An example of data corruption (logical):
- You write a migration that adds a new nullable column, and you write code to make sure that certain types of records get backfilled with some type of value. For this, you use
ModelName.where(...).update_all(...)
- If you have a gem such as act_as_paranoid or any code that added a default scope to your model, migrating data this way will prevent records not matching your default scope from being updated.
In the case of act_as_paranoid
, that could not be a big issue since it will likely exclude soft-deleted records, which you may not care that much (I do, though). If you try, however, to update your newly added column to be non-nullable, that could break your production deployment because of the presence of soft-deleted records (which would still be null as they were excluded by the default scope), while it's very likely you won't notice this in development (unless you're constantly soft-deleting records locally, which most developers won't do).
One could argue this is a problem with the usage of default scopes, and I'd also agree. Doesn't change the fact that avoiding direct references to your models in migrations prevents this kind of error.
Thought it was worth sharing.
I agree with not using regular models in migrations - that's just asking for trouble, but I strongly disagree with defining model classes inside of migration - that is too cumbersome and goes against the first principle of the rails doctrine (Optimize for programmer happiness), since it's a fact that it causes headaches for engineers.

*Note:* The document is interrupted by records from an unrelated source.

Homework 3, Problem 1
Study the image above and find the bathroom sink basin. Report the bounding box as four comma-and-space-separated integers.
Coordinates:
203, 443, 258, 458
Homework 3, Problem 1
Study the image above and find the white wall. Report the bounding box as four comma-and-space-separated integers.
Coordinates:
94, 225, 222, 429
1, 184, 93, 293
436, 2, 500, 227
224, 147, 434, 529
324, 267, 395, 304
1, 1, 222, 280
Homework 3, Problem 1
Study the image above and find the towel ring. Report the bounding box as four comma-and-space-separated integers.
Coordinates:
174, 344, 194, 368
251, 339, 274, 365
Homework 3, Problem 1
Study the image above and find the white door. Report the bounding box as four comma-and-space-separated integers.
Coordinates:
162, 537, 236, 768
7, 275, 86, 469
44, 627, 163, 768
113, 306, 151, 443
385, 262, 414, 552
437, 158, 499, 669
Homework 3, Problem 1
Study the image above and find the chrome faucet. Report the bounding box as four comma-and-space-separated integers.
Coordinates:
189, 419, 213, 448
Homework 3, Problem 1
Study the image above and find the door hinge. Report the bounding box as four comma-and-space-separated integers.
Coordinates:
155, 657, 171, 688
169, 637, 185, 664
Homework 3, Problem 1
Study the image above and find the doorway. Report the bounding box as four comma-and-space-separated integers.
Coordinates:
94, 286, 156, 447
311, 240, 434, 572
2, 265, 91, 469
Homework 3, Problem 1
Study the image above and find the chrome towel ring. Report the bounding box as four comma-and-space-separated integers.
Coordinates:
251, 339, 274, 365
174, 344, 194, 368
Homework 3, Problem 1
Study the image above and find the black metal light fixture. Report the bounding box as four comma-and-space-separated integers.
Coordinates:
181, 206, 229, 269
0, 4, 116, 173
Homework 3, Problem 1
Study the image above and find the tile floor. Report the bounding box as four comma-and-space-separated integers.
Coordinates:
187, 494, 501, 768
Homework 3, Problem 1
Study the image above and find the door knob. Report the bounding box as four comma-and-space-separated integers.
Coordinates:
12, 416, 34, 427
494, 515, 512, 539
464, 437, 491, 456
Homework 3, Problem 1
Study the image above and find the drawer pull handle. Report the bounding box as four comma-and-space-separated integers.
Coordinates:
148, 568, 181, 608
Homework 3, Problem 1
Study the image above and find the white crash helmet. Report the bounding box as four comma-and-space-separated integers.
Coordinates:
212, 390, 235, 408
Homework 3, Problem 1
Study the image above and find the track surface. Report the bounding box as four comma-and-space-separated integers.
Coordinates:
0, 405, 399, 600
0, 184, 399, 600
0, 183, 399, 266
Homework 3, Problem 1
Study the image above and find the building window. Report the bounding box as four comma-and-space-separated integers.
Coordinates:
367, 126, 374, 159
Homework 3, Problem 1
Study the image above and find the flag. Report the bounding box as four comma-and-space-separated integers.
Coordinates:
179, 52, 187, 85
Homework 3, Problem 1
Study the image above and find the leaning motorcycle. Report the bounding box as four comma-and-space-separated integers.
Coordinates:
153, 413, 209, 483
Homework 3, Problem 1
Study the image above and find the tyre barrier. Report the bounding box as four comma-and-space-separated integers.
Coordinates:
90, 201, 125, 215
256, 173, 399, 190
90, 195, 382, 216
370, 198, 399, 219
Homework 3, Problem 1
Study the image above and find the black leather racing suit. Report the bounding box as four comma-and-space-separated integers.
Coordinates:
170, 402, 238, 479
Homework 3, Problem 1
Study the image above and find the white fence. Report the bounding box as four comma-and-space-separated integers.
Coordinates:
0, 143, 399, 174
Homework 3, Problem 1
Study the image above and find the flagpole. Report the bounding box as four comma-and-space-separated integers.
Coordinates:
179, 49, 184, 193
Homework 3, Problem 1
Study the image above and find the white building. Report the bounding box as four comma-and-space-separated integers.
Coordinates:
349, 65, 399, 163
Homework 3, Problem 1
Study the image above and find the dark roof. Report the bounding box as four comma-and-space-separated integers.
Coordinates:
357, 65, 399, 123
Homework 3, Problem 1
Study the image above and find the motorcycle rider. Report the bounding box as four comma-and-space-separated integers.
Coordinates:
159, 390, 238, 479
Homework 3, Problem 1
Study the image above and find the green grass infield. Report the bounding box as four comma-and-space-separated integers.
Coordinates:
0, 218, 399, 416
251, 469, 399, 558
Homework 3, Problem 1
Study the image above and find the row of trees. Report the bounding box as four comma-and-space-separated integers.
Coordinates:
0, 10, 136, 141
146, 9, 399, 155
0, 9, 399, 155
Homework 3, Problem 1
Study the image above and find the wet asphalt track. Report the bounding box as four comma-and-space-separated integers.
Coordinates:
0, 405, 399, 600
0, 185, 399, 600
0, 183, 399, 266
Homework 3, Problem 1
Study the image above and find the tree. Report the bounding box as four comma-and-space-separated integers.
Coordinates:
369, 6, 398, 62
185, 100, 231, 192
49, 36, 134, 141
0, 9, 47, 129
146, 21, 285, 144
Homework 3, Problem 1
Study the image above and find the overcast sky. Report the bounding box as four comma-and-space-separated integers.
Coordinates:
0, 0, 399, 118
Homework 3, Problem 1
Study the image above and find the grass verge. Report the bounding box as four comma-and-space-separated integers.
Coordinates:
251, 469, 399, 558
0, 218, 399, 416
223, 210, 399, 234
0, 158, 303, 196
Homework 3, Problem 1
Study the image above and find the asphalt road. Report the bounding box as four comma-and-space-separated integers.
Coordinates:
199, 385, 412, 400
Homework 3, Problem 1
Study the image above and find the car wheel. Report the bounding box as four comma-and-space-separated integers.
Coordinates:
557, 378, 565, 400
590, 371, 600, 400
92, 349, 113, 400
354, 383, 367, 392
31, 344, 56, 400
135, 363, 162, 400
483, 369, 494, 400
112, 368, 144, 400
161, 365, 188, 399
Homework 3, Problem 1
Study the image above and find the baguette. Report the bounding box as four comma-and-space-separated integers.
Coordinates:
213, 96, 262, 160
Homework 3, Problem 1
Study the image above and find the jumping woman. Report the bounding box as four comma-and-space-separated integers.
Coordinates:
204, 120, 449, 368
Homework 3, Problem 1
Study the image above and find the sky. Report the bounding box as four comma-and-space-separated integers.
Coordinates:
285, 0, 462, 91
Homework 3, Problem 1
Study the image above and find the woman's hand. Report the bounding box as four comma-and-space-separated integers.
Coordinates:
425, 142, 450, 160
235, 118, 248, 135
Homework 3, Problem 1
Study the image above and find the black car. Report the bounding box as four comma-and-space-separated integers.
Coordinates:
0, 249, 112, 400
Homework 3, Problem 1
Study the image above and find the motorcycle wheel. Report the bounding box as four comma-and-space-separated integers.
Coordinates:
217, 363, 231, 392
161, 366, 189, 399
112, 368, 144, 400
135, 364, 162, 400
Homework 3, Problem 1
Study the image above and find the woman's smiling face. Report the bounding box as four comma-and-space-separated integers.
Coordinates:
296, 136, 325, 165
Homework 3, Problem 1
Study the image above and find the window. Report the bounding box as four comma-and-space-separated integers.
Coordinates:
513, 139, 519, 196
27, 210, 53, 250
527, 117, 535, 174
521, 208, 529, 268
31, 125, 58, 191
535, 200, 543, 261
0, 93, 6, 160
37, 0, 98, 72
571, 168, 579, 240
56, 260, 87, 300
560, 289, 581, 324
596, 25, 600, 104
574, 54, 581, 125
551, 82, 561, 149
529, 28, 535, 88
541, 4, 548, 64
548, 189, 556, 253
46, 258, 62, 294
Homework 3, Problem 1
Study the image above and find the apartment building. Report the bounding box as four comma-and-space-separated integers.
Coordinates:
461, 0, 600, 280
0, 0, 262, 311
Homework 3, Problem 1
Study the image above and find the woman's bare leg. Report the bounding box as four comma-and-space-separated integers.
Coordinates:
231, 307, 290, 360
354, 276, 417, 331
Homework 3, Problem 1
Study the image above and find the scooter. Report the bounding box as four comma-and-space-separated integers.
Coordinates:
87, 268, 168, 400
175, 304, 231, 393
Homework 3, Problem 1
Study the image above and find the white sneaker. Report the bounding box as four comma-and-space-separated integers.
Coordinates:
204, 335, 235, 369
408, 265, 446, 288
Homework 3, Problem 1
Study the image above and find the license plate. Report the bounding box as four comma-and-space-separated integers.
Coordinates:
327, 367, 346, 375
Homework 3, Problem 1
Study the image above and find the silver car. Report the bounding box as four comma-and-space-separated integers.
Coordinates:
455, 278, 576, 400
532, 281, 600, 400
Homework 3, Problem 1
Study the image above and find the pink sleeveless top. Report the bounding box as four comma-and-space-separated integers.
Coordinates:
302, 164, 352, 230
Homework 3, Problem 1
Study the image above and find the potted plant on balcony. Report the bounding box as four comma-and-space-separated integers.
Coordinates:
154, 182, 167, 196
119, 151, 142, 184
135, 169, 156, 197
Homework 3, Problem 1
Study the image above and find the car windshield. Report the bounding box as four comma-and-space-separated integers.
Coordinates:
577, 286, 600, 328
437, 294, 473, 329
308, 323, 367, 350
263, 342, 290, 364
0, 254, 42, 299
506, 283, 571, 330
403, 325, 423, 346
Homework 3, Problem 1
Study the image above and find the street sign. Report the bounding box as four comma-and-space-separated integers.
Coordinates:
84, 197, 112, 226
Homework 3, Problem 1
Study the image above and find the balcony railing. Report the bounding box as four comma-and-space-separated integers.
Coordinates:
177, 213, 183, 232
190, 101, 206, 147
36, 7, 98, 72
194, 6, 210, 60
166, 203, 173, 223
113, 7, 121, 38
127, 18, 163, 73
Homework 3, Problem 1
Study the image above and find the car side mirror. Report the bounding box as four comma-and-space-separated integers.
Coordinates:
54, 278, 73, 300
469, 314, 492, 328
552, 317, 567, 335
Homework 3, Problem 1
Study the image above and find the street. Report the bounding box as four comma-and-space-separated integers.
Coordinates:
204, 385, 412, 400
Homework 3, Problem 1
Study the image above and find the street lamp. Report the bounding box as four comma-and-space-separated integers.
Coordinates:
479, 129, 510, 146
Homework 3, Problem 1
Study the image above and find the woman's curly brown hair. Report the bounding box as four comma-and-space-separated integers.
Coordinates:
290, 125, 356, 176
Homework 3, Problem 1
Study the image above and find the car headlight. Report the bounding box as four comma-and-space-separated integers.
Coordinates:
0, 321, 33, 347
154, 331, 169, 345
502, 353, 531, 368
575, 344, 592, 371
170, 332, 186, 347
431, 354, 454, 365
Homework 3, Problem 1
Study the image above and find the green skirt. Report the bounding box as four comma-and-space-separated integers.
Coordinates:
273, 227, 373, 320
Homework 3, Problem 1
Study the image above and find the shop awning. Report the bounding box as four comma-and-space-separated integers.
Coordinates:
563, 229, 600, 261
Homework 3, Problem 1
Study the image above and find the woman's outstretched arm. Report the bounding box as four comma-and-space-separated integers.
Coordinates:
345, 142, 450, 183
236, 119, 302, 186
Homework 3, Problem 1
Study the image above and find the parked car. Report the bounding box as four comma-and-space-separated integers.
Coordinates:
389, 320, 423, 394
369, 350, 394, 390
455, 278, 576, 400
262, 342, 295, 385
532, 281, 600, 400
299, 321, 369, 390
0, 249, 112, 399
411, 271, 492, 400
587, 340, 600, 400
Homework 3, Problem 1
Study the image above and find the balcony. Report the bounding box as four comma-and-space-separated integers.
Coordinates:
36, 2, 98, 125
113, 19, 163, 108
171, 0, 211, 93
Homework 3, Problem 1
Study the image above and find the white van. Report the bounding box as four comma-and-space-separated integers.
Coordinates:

I propose just using raw SQL to change data in a migration like this. I know some people will disagree (maybe even barf a little) when reading this. However, this produces simpler and cleaner code, is much easier for developers to use, but is controversial and not widespread. It's very common in Basecamp (https://discuss.rubyonrails.org/t/patterns-for-data-only-rails-migrations/75320/10) and plays nicely with what the migrations were designed to be. I'll quote the linked reply from DHH here for ease of readability
We mix data and sql statements in migrations all the time at Basecamp. This is what migrations were designed to do! They’re intended to be moments in time. Not to be replayable forever. The stable unit is schema.rb (or structure.sql).